Nel caos ordinato del mondo digitale, basta poco per accendere un’allerta nazionale. È quanto accaduto recentemente in Italia, dove diversi quotidiani, tra cui testate di primo piano come Il Fatto Quotidiano, hanno riportato la notizia di un presunto massiccio data breach ai danni di figure istituzionali di rilievo come il presidente della Repubblica Sergio Mattarella e la premier Giorgia Meloni. Secondo la narrazione iniziale, sarebbero finiti online migliaia di numeri di telefono e dati personali appartenenti a membri del governo, delle forze armate, della Guardia di Finanza, Polizia e Carabinieri. Un colpo da manuale, a detta di molti. Ma la verità è che non c’è stato alcun colpo.

il fatto quotidiano mezza repubblica online

A far scattare il panico è stata una segnalazione pubblicata su LinkedIn dall’informatico Andrea Mavilla, che dichiarava di aver individuato un database “rubato” contenente migliaia di contatti sensibili. Il post originale è poi sparito, ma nel frattempo la macchina della disinformazione aveva già ingranato la quarta. Il punto d’innesco della vicenda è stato proprio il tono allarmistico e la presunta portata dell’evento, capace di trascinare nel vortice l’opinione pubblica e perfino alcuni enti istituzionali. In particolare, l’Agenzia per la Cybersicurezza Nazionale (ACN) aveva risposto in modo tanto secco quanto efficace: “A noi pare una bufala”.

Eppure, quella stessa risposta era stata criticata per i toni considerati troppo “colloquiali”. Con il senno di poi, però, aveva perfettamente centrato la questione. Nessun attacco hacker. Nessuna penetrazione nei database statali. Solo una raccolta massiva e legale di dati pubblici, effettuata da un’azienda specializzata: Lusha, piattaforma che aggrega informazioni B2B da fonti pubbliche per rivenderle a chi lavora nel marketing, nella vendita o nel recruiting. In altre parole, una forma di scraping di dati già accessibili (e spesso datati o incompleti), provenienti da LinkedIn, pagine contatti di siti istituzionali, comunicati stampa o elenchi ufficiali.
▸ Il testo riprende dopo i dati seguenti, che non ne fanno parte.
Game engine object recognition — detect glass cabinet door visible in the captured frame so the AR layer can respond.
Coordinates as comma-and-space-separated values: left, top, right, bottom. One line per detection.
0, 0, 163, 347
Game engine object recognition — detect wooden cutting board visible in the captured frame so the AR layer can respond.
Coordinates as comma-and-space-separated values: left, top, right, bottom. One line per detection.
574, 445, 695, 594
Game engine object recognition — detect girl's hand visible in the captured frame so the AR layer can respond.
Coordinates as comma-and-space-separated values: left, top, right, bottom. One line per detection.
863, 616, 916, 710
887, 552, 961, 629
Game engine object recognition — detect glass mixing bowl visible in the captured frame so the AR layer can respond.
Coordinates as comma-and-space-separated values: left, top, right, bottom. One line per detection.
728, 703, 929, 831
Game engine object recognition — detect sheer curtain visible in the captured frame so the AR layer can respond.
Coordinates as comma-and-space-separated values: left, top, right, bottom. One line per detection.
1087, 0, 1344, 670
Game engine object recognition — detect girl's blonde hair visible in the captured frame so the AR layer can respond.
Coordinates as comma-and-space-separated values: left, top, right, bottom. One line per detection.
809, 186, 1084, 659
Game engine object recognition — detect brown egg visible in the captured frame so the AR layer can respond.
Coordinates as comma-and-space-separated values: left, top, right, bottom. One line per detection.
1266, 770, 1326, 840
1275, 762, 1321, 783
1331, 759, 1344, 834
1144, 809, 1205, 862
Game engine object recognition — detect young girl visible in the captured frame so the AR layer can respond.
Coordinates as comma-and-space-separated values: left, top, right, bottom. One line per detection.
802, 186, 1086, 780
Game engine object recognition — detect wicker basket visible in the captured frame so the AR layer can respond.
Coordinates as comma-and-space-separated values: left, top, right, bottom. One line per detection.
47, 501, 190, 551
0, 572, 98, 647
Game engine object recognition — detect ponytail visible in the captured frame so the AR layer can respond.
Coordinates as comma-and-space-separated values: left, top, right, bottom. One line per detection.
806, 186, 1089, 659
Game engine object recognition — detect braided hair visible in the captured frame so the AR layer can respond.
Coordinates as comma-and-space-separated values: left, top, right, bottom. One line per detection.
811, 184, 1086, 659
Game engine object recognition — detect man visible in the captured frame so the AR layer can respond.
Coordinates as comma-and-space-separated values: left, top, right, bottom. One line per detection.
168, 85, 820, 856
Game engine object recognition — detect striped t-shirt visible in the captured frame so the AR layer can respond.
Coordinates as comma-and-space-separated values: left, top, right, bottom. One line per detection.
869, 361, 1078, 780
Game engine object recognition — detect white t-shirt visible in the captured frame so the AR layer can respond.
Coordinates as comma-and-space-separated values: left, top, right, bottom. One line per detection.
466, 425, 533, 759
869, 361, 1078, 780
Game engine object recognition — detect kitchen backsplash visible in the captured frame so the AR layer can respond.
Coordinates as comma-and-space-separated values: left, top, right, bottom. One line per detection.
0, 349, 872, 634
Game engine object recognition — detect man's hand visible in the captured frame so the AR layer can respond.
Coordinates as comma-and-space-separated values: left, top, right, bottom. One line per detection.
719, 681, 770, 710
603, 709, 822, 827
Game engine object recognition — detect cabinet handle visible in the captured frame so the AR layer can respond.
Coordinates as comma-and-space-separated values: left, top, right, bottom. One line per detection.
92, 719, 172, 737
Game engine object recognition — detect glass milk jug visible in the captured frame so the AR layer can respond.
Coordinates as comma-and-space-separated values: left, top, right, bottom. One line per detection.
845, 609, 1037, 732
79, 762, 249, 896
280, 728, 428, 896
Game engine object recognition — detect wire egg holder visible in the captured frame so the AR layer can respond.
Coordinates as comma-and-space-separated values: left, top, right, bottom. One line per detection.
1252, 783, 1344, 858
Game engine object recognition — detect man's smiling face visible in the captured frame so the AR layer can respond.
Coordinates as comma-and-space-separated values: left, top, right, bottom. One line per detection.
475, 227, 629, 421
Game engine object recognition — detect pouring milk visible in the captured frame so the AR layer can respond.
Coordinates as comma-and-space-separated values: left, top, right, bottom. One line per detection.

data breach andrea mavilla

Il presunto data breach come monito sulla disinformazione e il clickbait: quando l’allarme è costruito a tavolino

A sbrogliare l’intricata matassa ci ha pensato Andrea Draghetti, esperto di cybersecurity e responsabile dell’intelligence per la società D3Lab. La sua analisi ha dimostrato che i dati provenivano proprio da Lusha, e che gli screenshot condivisi per “dimostrare” l’esistenza del leak erano riconducibili all’interfaccia grafica del portale. Non solo: sembrerebbe che chi ha sollevato il polverone abbia deliberatamente manipolato le prove, omettendo l’origine reale delle informazioni e alimentando un allarme mediatico infondato. Una sorta di campagna personale in cerca di visibilità, smontata solo quando i media e le persone più attente hanno iniziato a scavare oltre i titoli.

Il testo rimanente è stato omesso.